Collectively the cited studies demonstrated that CT scan images are superior to intraoral and panoramic radiography to visualize the mandibular canal. Our data agree with the cited studies and further extend their findings into the realm of clinical utilization and management of actual implant patients. CT scan images, because of the multiple views they offer, were able to overcome the bone thickness hindrances of the posterior mandible and allow an accurate visualization of the mandibular canal not only in relation to the alveolar crest but also in a buccolingual direction.
Furthermore, in the pre-assessment phase of the study, when we were reviewing available records to select the images to be used for the study, many of the PAs reviewed did not show the mandibular canal region in the image. Quite often the image area of the radiographic sensor was not wide enough to include the mandibular canal region apical to the root apices. Because of these inadequacies many of these records were rejected. These limitations provide another reason to exercise caution when using PA radiographs for visualization of the mandibular nerve.
In this study for consistency we only used CT scans. The current trend is shifting towards the use of cone beam CT scans. Since cone beam CT scans offer the same views provided by CT scans and the software used to measure ridge height on CT scans is also used to measure ridge height on cone beam CT scans, the findings from this study would also be applicable to cone beam CT scan images.
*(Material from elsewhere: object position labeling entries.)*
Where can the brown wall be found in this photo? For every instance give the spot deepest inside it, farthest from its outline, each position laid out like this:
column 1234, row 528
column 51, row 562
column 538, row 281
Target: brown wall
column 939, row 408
In conclusion, our findings showed that under normal clinical use, maxillary PAs tend to approximate CT ridge-height measurements. By contrast mandibular PAs tend to underestimate the distance from the crest of the ridge to the inferior alveolar canal. These findings are consistent with the notion that PA radiographs are unreliable diagnostic/treatment-planning aids for placement of dental implants in the posterior mandible. Based on these findings, it is recommended that CT scans be used in the pre-surgical planning of implant placement in the mandibular posterior region.
This study was supported in part by NIMHD/NCRR NIH R25RR017577 for Meharry CRECD program, and served as part of a Masters in Science in Clinical Investigation award to RJ.